Sunday, December 30, 2012

For Shame: Mental Illness, Violence and Discrimination

When some toll the bells for the deaths at Newtown, they ring them 26 times for the poor dead children and their educators. They do not ring the bell for Nancy Lanza, shot four times in the head while she slept. It's true, she violated a basic tenet by keeping guns ... lots of incredibly dangerous guns ... in a lock box in her house while she had a clearly emotionally disturbed son at home. I don't understand that. But I do know that Nancy Lanza didn't get the help she needed to deal with a situation that turned out to be vastly more dangerous than any speculative future she was armed for.

The Christian Science Monitor reported on Dec. 19 that Nancy Lanza may have been trying to get her son into treatment against his will.  The article notes:

Mothers are the highest percentage of people murdered by mentally ill young men, (Professor Liza) Gold (of Georgetown University) said. "The (young men) are usually living at home because they are dysfunctional ... The moms don't bail. These are their children.  They hang in with them, they try to get them help. And they're the ones that get killed."  

Sometimes they are just the first ones.

The NRA ... an organization that seems to exhibit its own mental health problems on a regular basis  ... has responded to Newtown by demanding more guns in schools and a national database of the mentally ill.  NAMI and other organizations ... like anyone with sense, really ... has condemned this.

Law already exists, it points out, to report the names of people "adjudicated as mentally defective" to the National Instant Background Check System.  This has never been implemented correctly because of the terms "adjudicated" and "mentally defective."  No one knows what they mean, but they offend almost everyone.  NAMI is calling once again ... as it did after Virginia Tech ... for Congress to clean up this law by adopting standards for the system that are consistent with modern medical knowledge and clear legal procedures.

The discrimination against people with "mental illness" is overpowering, and the fact that less than one-third of people who have it get treatment is appalling.  What if less than one-third of the people with brain cancer, with epilepsy, with dementia ... got treatment?  All are brain diseases. Period.

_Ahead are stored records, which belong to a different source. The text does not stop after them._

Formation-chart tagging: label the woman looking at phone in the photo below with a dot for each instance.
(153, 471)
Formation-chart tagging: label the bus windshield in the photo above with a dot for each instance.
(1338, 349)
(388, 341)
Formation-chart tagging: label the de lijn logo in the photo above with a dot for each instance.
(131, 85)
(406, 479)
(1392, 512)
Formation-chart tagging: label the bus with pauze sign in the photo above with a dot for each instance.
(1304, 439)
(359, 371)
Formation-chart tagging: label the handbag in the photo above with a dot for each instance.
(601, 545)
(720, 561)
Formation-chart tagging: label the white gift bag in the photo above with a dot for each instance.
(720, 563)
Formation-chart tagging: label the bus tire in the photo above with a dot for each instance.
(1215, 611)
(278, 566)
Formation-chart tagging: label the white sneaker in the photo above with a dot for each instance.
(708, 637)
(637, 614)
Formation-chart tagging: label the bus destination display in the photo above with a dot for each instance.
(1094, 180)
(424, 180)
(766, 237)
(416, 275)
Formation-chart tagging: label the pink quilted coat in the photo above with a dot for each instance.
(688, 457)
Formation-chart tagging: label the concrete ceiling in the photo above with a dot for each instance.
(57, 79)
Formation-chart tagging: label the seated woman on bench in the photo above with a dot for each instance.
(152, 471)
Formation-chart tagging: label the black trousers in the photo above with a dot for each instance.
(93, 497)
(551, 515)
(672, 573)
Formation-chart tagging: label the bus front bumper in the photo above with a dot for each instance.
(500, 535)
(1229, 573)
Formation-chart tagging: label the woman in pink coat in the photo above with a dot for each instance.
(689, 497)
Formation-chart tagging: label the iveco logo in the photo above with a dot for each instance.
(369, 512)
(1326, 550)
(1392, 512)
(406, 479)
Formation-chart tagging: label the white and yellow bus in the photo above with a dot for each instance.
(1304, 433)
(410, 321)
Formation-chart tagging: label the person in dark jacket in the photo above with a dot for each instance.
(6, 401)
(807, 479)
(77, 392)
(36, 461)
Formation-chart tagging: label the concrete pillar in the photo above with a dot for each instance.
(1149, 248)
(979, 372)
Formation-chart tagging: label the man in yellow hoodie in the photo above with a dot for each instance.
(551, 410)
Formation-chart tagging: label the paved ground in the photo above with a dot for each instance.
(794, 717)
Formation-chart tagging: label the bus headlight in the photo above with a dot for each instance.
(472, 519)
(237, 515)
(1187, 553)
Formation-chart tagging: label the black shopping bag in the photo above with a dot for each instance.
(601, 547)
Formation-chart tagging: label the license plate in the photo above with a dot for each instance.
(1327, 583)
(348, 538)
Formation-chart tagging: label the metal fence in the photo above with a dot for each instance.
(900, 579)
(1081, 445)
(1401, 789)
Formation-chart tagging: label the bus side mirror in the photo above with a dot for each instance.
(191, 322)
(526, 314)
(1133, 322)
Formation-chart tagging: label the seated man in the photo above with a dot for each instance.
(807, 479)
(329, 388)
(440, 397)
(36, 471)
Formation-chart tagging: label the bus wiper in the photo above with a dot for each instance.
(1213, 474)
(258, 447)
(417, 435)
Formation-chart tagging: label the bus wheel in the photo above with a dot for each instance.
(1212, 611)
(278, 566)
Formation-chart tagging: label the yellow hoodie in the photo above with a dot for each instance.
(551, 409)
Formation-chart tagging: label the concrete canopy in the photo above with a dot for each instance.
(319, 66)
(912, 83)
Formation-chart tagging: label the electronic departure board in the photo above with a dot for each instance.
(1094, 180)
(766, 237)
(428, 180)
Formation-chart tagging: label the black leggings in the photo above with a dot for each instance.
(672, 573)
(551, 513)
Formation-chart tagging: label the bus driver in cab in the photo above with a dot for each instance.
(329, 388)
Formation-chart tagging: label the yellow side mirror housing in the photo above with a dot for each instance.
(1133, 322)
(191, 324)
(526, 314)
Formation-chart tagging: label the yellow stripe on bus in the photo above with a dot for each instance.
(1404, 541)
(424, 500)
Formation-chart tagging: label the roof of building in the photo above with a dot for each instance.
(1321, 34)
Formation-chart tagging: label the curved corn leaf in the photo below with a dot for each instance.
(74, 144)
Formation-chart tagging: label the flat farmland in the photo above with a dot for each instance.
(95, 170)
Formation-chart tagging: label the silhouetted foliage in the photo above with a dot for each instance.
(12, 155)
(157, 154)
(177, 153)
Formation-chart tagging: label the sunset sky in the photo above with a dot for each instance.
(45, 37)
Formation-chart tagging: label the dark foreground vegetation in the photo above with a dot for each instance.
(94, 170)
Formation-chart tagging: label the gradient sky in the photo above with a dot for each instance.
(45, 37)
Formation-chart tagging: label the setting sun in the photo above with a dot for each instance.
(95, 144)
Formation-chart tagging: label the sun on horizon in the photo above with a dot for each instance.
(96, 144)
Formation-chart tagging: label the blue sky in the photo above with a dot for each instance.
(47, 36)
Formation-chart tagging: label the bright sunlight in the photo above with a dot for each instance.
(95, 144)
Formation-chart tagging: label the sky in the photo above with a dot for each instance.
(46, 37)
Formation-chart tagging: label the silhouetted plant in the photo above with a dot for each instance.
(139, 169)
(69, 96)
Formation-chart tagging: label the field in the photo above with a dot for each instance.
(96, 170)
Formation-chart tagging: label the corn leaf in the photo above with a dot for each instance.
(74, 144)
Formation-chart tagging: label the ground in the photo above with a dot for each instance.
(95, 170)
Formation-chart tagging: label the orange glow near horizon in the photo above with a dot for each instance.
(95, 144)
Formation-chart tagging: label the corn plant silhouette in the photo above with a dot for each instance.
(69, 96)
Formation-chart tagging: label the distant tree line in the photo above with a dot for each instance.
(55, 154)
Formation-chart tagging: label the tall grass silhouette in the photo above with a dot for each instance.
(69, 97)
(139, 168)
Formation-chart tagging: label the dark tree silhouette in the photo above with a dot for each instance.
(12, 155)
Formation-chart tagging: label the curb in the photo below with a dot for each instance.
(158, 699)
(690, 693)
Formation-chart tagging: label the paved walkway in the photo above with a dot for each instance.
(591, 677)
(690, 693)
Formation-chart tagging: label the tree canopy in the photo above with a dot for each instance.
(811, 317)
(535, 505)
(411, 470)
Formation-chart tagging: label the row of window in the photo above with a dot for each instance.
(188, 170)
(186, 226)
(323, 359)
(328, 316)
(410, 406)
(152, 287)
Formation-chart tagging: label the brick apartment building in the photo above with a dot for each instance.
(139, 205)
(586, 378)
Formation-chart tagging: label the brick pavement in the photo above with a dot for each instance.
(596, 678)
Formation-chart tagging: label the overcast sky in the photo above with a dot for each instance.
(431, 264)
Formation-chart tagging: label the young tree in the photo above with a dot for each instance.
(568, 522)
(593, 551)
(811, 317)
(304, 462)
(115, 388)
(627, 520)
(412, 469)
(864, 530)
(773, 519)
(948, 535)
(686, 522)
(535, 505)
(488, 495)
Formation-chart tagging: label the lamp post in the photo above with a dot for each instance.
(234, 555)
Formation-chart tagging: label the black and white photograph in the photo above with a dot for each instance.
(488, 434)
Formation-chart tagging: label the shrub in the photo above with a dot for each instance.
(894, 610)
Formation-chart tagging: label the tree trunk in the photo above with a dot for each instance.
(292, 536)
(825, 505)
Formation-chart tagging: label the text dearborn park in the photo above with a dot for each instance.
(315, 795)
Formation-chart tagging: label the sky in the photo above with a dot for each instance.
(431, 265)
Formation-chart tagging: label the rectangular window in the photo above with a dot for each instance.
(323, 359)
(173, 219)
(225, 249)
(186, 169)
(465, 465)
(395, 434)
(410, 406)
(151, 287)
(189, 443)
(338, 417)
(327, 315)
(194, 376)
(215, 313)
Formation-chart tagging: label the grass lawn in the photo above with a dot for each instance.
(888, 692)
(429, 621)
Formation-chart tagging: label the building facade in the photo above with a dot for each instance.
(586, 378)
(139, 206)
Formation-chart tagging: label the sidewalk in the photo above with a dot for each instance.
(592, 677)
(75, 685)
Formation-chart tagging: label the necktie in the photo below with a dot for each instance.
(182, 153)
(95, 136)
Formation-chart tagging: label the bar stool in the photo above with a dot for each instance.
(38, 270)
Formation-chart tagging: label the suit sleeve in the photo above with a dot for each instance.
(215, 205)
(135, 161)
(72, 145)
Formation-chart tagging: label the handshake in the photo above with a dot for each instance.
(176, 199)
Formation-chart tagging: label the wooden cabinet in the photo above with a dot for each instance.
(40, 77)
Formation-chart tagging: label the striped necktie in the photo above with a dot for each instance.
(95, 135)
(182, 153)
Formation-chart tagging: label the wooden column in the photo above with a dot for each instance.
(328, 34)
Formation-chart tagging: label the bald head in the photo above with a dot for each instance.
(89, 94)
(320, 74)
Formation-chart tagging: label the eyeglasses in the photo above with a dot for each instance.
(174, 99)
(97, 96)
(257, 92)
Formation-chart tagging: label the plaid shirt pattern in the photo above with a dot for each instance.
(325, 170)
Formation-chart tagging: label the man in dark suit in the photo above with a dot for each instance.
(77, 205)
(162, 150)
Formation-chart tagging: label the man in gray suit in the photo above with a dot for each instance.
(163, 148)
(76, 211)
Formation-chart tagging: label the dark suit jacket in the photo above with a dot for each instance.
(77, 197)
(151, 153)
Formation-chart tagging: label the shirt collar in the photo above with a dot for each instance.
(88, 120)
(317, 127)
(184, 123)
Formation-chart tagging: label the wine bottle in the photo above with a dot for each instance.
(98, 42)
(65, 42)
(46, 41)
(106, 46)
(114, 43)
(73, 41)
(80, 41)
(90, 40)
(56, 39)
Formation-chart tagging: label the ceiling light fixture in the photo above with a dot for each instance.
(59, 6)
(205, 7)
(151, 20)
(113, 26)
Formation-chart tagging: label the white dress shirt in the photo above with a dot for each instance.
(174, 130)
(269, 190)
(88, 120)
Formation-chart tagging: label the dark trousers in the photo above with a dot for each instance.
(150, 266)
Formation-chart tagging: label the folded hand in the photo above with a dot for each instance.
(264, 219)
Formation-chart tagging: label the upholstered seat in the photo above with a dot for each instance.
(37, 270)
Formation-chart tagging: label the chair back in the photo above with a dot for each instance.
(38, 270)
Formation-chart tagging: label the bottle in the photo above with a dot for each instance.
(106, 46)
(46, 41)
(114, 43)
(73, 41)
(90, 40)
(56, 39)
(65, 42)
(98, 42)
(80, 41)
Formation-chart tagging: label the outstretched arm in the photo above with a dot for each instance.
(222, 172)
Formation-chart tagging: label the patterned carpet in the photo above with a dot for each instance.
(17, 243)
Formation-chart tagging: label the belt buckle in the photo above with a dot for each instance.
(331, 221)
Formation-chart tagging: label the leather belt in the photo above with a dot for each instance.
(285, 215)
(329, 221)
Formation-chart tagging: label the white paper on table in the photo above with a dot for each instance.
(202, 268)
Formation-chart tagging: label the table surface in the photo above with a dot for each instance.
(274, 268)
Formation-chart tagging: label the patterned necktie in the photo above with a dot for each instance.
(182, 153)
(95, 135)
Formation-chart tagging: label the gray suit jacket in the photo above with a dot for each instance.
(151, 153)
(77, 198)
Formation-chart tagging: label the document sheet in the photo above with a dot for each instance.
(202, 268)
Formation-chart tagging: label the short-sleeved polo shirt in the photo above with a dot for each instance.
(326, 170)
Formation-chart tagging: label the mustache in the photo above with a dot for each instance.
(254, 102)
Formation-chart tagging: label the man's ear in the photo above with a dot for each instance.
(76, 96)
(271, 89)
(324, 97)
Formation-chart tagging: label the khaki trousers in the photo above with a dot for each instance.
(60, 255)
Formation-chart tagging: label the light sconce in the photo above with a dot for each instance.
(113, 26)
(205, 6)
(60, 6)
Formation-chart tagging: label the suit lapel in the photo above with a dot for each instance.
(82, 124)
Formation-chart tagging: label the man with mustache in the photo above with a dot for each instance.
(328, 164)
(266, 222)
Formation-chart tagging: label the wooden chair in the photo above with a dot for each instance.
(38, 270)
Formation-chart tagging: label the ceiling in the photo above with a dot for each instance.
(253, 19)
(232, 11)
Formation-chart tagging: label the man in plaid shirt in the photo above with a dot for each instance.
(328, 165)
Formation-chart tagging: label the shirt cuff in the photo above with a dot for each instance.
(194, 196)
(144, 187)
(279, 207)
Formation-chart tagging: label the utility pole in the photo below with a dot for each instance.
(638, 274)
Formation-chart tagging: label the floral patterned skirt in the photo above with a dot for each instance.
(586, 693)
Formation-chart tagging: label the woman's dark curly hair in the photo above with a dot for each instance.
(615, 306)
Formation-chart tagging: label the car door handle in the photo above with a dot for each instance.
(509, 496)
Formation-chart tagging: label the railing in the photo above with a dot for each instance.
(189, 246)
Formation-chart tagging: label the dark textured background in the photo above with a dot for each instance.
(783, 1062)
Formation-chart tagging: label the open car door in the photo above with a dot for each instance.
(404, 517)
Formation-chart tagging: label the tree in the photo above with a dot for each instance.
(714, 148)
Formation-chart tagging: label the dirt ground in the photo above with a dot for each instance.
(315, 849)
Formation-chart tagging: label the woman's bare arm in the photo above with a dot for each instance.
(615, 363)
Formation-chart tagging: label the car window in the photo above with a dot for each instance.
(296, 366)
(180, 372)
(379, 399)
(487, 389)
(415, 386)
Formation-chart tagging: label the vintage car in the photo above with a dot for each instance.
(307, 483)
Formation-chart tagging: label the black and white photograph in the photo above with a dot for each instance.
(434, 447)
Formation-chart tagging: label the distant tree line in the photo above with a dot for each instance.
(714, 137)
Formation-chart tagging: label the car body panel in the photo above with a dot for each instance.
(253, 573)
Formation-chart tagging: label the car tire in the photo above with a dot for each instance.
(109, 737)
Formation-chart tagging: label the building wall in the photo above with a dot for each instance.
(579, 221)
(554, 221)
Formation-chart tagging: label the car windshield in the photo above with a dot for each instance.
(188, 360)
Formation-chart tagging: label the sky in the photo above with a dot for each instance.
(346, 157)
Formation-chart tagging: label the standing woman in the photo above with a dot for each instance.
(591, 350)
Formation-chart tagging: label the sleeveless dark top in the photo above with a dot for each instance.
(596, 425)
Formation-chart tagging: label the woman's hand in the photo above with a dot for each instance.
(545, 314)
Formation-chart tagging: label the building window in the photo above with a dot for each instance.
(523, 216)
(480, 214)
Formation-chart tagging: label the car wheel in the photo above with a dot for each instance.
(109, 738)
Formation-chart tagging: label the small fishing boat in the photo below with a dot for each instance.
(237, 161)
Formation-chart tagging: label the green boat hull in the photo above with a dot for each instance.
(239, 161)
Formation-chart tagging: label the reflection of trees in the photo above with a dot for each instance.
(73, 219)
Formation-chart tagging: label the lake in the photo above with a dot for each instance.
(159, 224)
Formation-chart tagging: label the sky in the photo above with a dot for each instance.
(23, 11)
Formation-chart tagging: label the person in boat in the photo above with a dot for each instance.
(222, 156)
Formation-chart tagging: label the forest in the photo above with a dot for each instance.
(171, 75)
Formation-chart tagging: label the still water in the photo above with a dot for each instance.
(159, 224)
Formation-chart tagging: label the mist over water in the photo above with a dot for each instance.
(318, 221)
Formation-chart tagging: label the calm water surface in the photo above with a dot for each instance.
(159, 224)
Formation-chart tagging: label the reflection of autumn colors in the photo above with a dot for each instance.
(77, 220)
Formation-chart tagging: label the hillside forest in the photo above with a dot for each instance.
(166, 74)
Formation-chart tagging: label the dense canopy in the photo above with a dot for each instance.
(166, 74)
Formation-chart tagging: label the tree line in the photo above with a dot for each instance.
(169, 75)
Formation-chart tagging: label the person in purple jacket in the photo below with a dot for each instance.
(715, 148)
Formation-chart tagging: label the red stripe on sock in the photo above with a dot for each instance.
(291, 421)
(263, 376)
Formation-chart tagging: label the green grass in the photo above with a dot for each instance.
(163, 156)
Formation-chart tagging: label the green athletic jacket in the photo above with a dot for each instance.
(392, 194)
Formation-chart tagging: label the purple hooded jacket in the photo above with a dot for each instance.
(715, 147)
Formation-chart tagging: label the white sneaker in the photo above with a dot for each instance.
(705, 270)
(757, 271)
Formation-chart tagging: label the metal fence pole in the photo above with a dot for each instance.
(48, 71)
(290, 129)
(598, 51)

People don't get help because of the discrimination. And the discrimination gets worse when someone with a mental illness starts shooting people.  It's a terrible cycle that needs to stop.

The facts are that the vast majority of people with mental illness ... or brain diseases ... are not violent. They are, in fact,  more likely to be the victims of violence ... shot by police, robbed, killed ... than you are.

But the system had to change to make it easier for families to get help when a person is dealing with an emerging psychosis. Often the young person is angry, scared, confused, paranoid. Families need a clear path to get help and support. They need the colleges they are paying to call them and tell them their concerns about their son. They need the schools and workplaces to call when they drop out. They need the therapist to call even when the child is a young adult. They need easy access to psychiatric help and medication ... not eight-month-long waiting lists.  They need to be able to allow the young person stay in a treatment facilities for more than three days when the meds don't start working for weeks.  Families need help, and because of the discrimination, they don't get it.

During the early days of the AIDS crisis, Dr. Don Francis asked a famous question at a meeting with the American Red Cross and other blood bankers who continued to deny that AIDS was a blood-borne illness: How many dead hemophiliacs will it take? "Tell us a number you need.  If we have 20, 40, 100 cases ... will you believe it then?"  I'm beginning to wonder how many of these terrible events will take place before families finally get help.